Yato works for 5¥ at a time (about 5¢) and is attempting to save enough money to erect a shrine to himself. He always seems to do a good job when hired to do work worth well above the 5¥ fee he charges. If he has adapted to the modern world in so many other manners, why not charge more for his services? We understand that this aspect of Yato’s character is played for laughs… but it creates a lot of headaches that could easily be solved if Yato had more than a bottle full of change to work with.


He Disliked: Teen Angst

Noragami is squarely aimed at appealing to Japanese teenagers, and as such has teenage characters. This leads Noragami to include an aspect of teen-focused shows that I just don’t find compelling anymore: teen angst. While I understand that I am not the target demographic, I find character arcs with overwrought ‘tortured’ inner monologue to be eye-rolling at best and headache inducing at worst. In Noragami, Yukine is the spirit of a dead boy and has been bonded to Yato as his master. The downside of having this new lease on un-life is that Yukine has to be well-behaved and good-intentioned… otherwise he will ‘sting’ and weaken his god and *SPOILERS* possibly be turned into a evil phantom. Yukine’s ‘troubled’ sub-plot bubbles beneath the surface and becomes the protracted second-to-last arc of this season… and I hated all of it. While Yukine never reaches the levels indecisive introspective uselessness that Shinji displays in Neon Genesis Evangelion (one of the worst offenders of this trope in my memory)... it was annoying nonetheless.

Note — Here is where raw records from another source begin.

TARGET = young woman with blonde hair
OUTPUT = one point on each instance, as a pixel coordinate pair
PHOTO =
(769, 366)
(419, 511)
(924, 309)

She Disliked: Her Bitchy Friends

Her friends are awful. Every time they came into the frame, I cringed. They are super judgemental and just treat her horribly. It’s really no wonder why she likes to hang out with friends that no one else can see. Her “visible friends” tear her down at every step, but her otherworldly group lift her up and empower her to be the strong female heroine that she is. Girl, dump those bitches.


Because this is not an official Ani-TAY review, we have eschewed the normal review card.


My wife and I fully endorse Noragami. It has equal elements of suspense, action, and light romance… and it blends them together artfully. While the series does have a dark undertone, it lightens the mood with appropriately placed and timed humor. The entire season is beautifully animated, the plot advances at a healthy pace, and there is even a satisfying climax and conclusion. The only concerns are a few moments of tactfully covered nudity and quick fanservice-y panty shots… but none are too egregious to warrant us giving Noragami a ‘Proceed With Caution’ rating. If you’re looking for a well-rounded show to share with your significant other that’s bound to please both male and female viewership, look no farther than Noragami.

Noragami can be watched on Hulu and Funimation streaming service. Noragami is based on a manga series by Adachitoka that began serialization in Kodansha’s Monthly Shōnen Magazine. The series was adapted to anime by Bones and is licensed for regional release in North America by Funimation Entertainment.

Interested in watching anime with your significant other? My wife and I have written a guide based off our experience watching anime together that offers some tips.


Note: With the return of American broadcast televisions fall line-up, my wife and I have been watching anime together less frequently. Expect fewer ‘Watched with my Wife’ articles for some time.